I have to admit that I was hoping to see a different kind of story here, because about 1/4th into the game the game takes a different path, one that changes from 100% mystery into sci-fi (with still a fair bit of mystery, so don’t be disappointed !). I still liked the transition and I enjoyed the game way more than I thought I would.
There is a bit of gameplay integrated too, and even if you officially couldn’t call it that it’s what sets this game apart from other VNs. Occasionally the game will let you choose what to do and instead of just clicking on an option the game wants you to complete a small puzzle. You have a starting point and you have to connect the lines to the answer you want to give. It’s a system anyone who’s ever played a puzzle should be familiar with.
Visuals are quite important for a visual novel I think. You’re telling a story so you want people to connect with your characters. Unfortunately Date Warp has some mixed graphics. The graphics are sharp and have plenty of detail most of the times and the surroundings/areas are created with accurate details, but the characters themselves have, well, let’s say not-so-good designs (that’s one way to put it gently). It would be nice to see a VN with realistic looking characters for once but so far every VN I’ve encountered uses the same anime-style graphics. Which are usually fitting and don’t distract from the overall experience, as long as they’re drawn in a competent way. But no, I haven’t read tons of visual novels, so maybe I just haven’t looked good enough. Anyway, the character designs in Date Warp range from okay to good. They’re not bad, not at all, but they’re not great either. There are also a few animations here and there but nothing major and enough to give you a sense of looking at something more dynamic.
The music is subtle as are the little sound effects like thunder and rain. All that’s missing is voice acting, but that’s debatable. I, for one, didn’t miss it but I can understand if some people would.

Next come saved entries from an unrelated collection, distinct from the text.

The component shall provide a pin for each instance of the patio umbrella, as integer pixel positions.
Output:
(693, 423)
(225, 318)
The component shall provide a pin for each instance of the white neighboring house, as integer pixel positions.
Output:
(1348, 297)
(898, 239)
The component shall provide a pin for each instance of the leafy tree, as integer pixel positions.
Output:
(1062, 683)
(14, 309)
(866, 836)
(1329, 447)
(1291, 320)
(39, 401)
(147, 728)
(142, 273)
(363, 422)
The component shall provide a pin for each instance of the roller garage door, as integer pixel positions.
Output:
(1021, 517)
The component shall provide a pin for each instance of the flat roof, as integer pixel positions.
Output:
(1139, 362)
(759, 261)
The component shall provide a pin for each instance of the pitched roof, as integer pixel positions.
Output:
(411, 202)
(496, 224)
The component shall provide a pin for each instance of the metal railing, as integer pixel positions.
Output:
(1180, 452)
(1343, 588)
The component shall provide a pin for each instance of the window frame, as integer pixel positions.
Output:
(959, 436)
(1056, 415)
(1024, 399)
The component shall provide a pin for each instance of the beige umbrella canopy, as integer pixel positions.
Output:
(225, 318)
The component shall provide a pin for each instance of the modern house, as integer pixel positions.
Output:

Date Warp might not be the prettiest visual novel you’ll ever play but it’s definitely one with a lot of replay value. Its mysteriousness is what keeps it interesting and if you’re an avid reader you’ll definitely want to play through it several times to just make sense of it all.
If you’re not into visual novels, or at least not that much, then Date Warp would be a good starting point. It’s small enough so that anyone can finish it and you’ll instantly know if this genre is for you.
I am gladly recommending this in any case.